Every avenue needs to be explored to help farmers reduce their carbon footprint without cutting production, says the Irish Grain Growers Group (IGGG), a representative body for the tillage farming industry.
“A small step has been taken by Bord Bia of late to recognise the Carbon Footprint of imported soya in their carbon footprint calculator which we welcome,” they said in a statement this week.
“However it only highlights the need to push this agenda further.
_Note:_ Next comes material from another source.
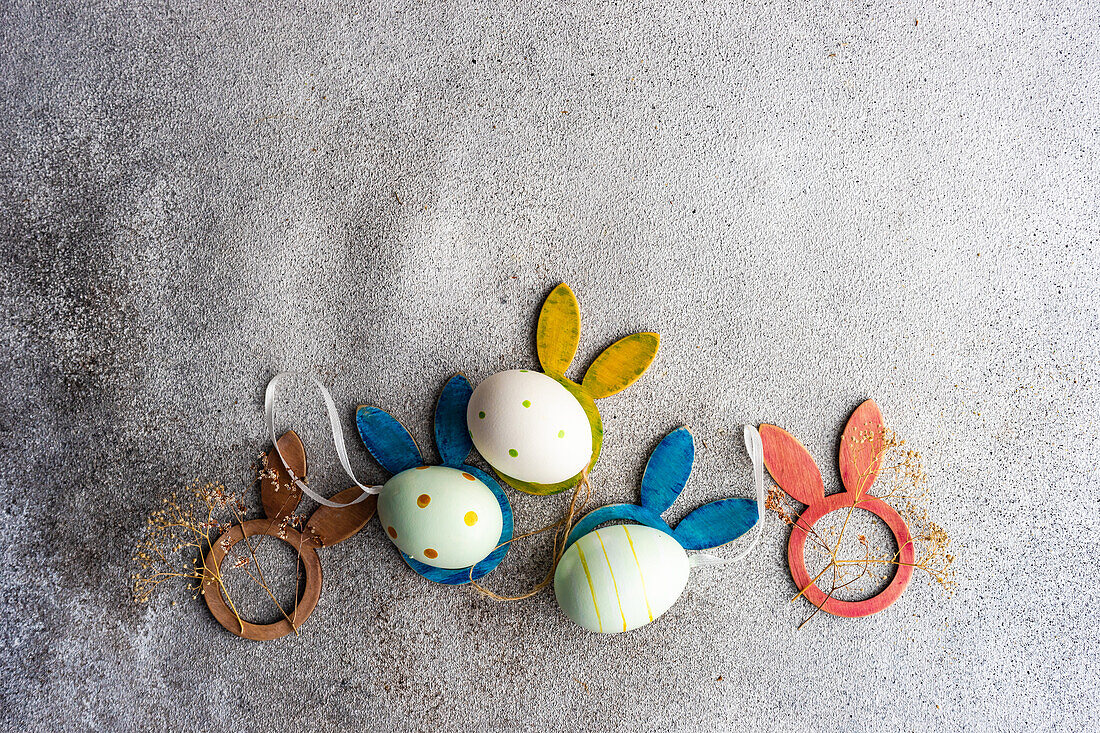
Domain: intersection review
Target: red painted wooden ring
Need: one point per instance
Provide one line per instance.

A clear recognition must be given to fully traceable GMO free Irish grain and legumes in order to give all Irish farmers a real positive and very doable option of reducing their carbon footprint on farm without perhaps resorting to cutting production.
“Indeed Teagasc need to provide information on the benefits of feeding native feed meal when it comes to a farmers carbon footprint and the Signposts program is an ideal avenue to explore and research this option.”
The IGGG say that farmers are already using native Irish meal get “no reward or recognition” when it comes to Carbon Credit calculation for Bord Bia.
“The question why this is the case is becoming more relevant with every passing week where routes to reduce carbon emissions are needed more than ever for farmers,” they added.
“Recent reports on the Tillage sector from Tillage Industry Ireland, the Joint Oireachtas Committee on Agriculture and Crops 2030 by Teagasc Stakeholder Group show the potential benefits of the sector.
“A few key facts at present: No tillage only farmer can apply to be part of Origin Green. This must be addressed where the sector with the lowest carbon footprint is not promoted by the state body Bord Bia.
“We import meal feed from up to 60 different countries some of which has a carbon footprint 24 times that of native Irish meal feed. We import, on average, two thirds of our meal feed requirements each year, much of which is GMO.
“With an adjustment of Land Use here in Ireland we potentially could offset a decent percentage of that figure and help reach Absolute Emission targets.
“We import practically all our flour needs now. We feel this figure could potentially be halved with strategic investment and commitment from supermarkets flour mills and bakers in Ireland.
“The potential of the Drinks Industry to expand significantly could offset the loss of export value that may materialise from the part cull of the national herd.”
And the group say they also have to question Bord Bia on how they can “justify having native Irish grain on a par with imports from the likes of the Mercosur countries when it comes to farm audits especially in a time when emissions now really matter?”